We talked about intimate partner violence and heard story after story from inside and outside women about violence they had faced. And then the woman sitting next to me spoke up. She was the first woman in New Jersey to use the battered woman's defense in court, having killed her partner when he threatened her son. She must have been pregnant at the time of her trial, given the age of her daughter and the amount of time she had been imprisoned. And again, there was pain, helplessness, violent frustration in her voice. But there was also survival there, too: the firece strength of being alive.

There is so much emotion that comes up for me when I try to write about this experience, which is why it has taken me almost a year to write about it, and even now I would not, not yet, but I want to be a part of this conversation on the prison system in the USA. The church does not talk about it enough, despite the fact that so many of our communities, particularly poor communities, immigrant communities, and communities of color, are torn apart by it. One in three black men will be incarcerated. Prisons are built based on the number of third grade-age boys of color in particular communities. We live in a country in which bankers can steal people's homes from them with impunity but people can get life in prison for nonviolent drug crimes (see this Democracy Now! interview focusing on a new documentary about the so-called war on drugs). And these women who I sat next to in class, these beautiful people...

At the beginning of January, The United Methodist Board of Pensions and Health Benefits announced it would divest from "companies that derive more than 10 percent of revenue from the management and operation of prison facilities" (which OnFire and UM Kairos Response's Emily McNeill touched on in an important blog post here). This is an important start to the conversation around the prison industrial complex, but it falls short. We need a critical United Methodist voice for prison abolition, for alternatives to caging women like those I met in class in whose faces I saw Christ as they shared their orange juice boxes and cookies as though they were serving communion.
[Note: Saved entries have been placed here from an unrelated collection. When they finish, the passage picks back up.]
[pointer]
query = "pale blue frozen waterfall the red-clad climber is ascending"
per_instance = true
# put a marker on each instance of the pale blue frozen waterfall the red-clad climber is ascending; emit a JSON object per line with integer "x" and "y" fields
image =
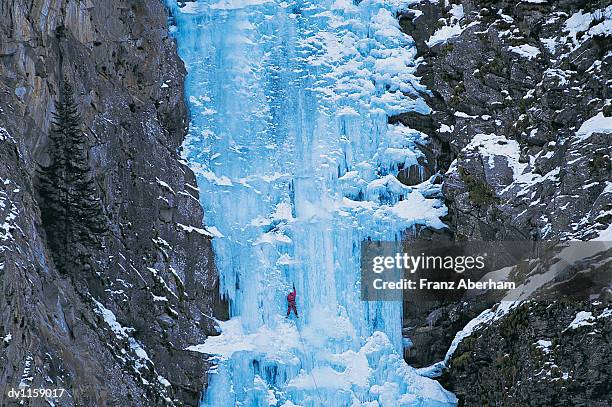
{"x": 296, "y": 166}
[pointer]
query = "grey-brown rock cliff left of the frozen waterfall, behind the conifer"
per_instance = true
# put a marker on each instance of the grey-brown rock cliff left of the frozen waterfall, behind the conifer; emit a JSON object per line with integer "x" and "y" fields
{"x": 115, "y": 334}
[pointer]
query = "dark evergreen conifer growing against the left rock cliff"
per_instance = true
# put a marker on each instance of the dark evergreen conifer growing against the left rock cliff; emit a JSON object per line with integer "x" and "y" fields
{"x": 71, "y": 209}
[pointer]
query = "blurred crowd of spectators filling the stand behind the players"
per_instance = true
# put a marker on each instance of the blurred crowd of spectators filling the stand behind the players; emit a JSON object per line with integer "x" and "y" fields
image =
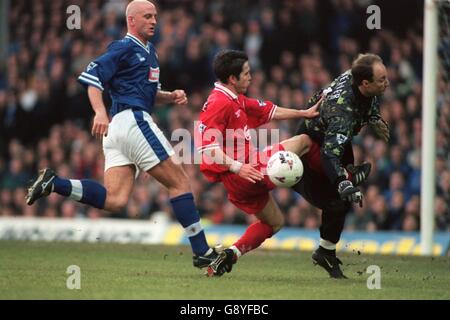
{"x": 295, "y": 47}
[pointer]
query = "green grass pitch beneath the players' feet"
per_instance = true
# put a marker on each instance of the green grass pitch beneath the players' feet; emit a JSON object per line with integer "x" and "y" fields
{"x": 37, "y": 270}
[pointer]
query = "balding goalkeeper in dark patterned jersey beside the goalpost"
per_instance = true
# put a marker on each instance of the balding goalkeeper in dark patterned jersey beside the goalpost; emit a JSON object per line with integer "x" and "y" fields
{"x": 352, "y": 101}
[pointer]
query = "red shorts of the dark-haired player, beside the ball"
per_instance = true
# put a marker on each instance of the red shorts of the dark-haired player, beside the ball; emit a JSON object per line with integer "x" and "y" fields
{"x": 247, "y": 196}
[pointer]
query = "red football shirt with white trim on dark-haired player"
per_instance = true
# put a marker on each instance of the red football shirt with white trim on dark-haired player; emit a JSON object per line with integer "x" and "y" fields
{"x": 225, "y": 122}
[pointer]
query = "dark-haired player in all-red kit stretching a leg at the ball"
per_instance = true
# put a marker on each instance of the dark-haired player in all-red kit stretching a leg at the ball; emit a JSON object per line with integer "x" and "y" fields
{"x": 228, "y": 156}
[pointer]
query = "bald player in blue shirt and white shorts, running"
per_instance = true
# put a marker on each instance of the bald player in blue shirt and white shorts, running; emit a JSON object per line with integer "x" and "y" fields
{"x": 131, "y": 141}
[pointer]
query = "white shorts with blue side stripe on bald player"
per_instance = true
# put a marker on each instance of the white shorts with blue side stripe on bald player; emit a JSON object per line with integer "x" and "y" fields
{"x": 133, "y": 138}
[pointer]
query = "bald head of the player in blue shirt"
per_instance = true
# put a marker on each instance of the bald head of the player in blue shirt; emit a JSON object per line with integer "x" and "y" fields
{"x": 141, "y": 19}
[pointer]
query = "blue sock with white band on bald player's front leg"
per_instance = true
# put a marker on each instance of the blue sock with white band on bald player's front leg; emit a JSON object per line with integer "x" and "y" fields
{"x": 187, "y": 214}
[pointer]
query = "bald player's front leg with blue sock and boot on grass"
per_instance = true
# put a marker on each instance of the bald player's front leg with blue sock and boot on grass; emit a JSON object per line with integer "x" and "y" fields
{"x": 174, "y": 178}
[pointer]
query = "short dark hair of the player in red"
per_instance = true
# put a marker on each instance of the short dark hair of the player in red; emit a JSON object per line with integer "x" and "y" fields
{"x": 229, "y": 63}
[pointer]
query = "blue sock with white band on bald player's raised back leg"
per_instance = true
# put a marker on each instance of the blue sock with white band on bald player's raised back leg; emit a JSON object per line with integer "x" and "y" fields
{"x": 85, "y": 191}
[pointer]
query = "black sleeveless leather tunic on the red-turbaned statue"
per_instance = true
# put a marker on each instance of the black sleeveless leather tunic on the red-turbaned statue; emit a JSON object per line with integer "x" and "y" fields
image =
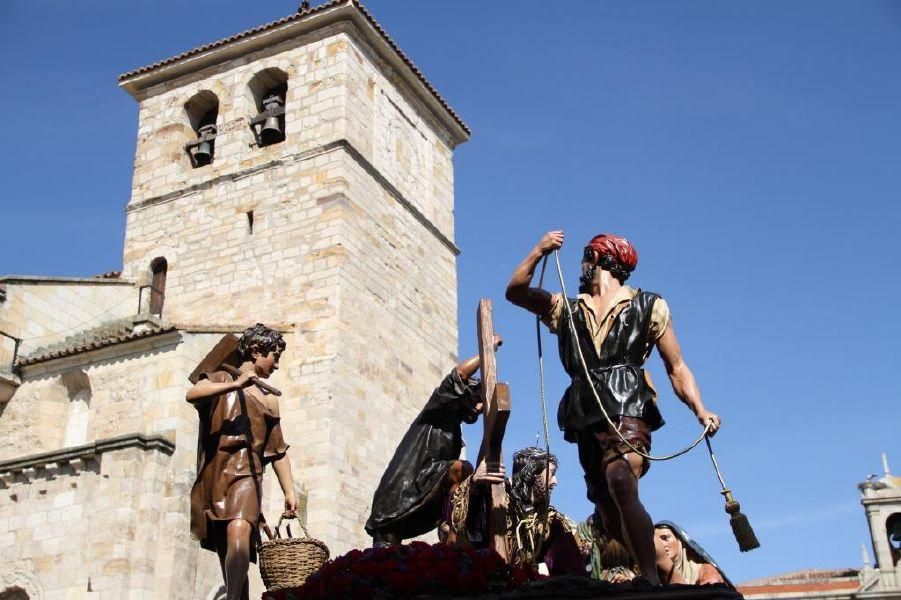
{"x": 617, "y": 372}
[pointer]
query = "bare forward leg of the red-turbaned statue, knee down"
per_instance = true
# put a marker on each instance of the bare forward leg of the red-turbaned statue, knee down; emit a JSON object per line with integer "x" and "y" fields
{"x": 635, "y": 524}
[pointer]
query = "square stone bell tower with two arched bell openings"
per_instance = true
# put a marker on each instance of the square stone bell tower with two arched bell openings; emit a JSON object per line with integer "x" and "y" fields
{"x": 300, "y": 174}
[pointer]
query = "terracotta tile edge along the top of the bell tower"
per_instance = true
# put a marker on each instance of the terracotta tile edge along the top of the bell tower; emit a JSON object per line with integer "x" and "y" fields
{"x": 296, "y": 17}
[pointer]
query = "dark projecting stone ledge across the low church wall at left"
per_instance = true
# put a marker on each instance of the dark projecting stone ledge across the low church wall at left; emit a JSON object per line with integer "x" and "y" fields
{"x": 77, "y": 458}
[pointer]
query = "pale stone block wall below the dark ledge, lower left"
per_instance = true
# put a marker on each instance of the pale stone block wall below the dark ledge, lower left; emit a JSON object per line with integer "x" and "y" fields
{"x": 87, "y": 526}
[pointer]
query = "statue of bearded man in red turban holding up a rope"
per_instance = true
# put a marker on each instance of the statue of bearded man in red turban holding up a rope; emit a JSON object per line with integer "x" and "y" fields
{"x": 616, "y": 327}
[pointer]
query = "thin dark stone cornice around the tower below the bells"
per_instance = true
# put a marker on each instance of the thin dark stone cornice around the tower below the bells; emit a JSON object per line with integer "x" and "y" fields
{"x": 341, "y": 144}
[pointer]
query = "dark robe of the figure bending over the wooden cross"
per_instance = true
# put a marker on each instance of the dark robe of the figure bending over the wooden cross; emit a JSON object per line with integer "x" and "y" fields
{"x": 411, "y": 495}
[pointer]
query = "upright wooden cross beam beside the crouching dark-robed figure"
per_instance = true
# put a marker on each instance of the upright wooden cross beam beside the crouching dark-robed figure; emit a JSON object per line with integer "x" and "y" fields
{"x": 495, "y": 413}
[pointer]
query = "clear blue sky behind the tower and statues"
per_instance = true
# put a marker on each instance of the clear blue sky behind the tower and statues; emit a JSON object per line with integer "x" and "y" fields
{"x": 750, "y": 150}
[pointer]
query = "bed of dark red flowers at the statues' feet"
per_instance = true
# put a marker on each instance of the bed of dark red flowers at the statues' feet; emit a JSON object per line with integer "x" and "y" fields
{"x": 415, "y": 569}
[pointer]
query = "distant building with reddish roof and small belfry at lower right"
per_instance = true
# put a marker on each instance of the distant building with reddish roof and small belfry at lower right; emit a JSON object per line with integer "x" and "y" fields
{"x": 881, "y": 499}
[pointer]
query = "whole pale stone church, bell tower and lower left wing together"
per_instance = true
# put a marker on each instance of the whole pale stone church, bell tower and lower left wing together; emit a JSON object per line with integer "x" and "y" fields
{"x": 299, "y": 174}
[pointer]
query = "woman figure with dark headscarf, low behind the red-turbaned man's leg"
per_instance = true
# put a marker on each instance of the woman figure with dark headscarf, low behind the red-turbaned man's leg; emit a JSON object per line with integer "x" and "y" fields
{"x": 680, "y": 559}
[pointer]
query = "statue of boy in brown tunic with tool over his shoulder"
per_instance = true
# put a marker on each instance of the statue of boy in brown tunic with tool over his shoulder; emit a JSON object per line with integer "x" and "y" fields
{"x": 240, "y": 433}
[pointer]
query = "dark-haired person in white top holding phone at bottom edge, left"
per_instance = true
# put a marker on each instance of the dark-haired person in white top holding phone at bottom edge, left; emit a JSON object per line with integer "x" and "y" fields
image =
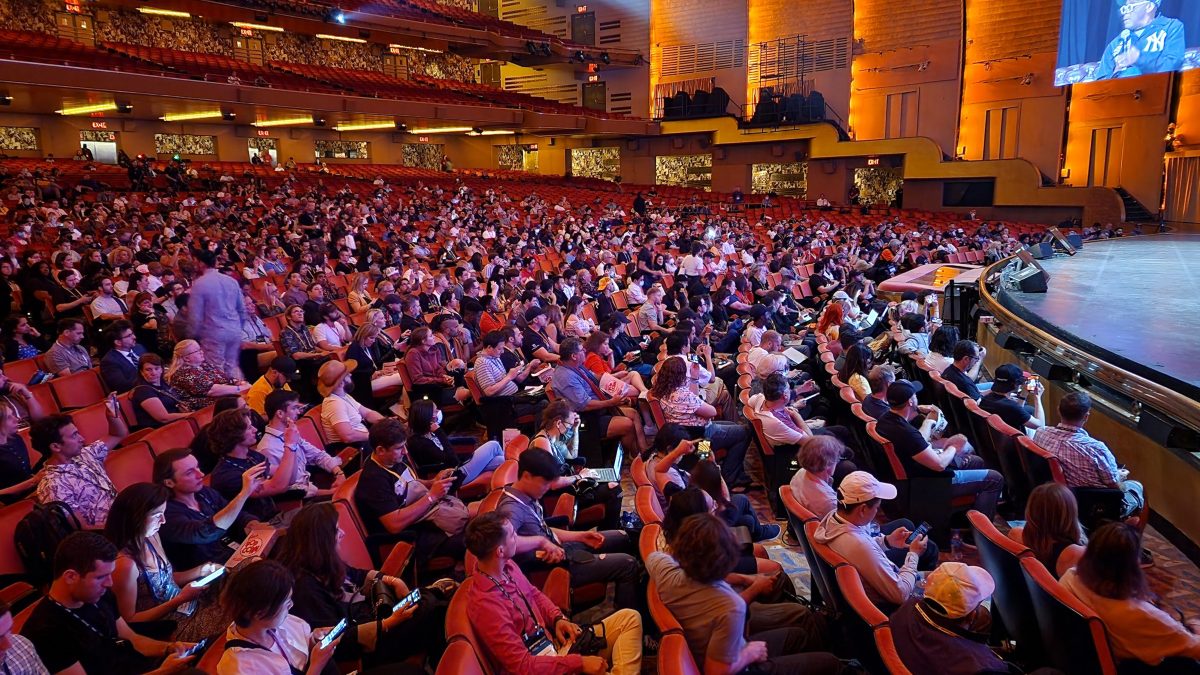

So, the first step in raising this voice is educating yourselves and your faith communities. For more information on the Prison Industrial Complex, start at Critical Resistance, "a national grassroots organizion committed to ending society's use of prisons and policing as an answer to social problems." And important books to start with are Angela Davis' classic Are Prisons Obsolete? and Michelle Alexander's The New Jim Crow: Mass Incarceration in the Age of Colorblindness.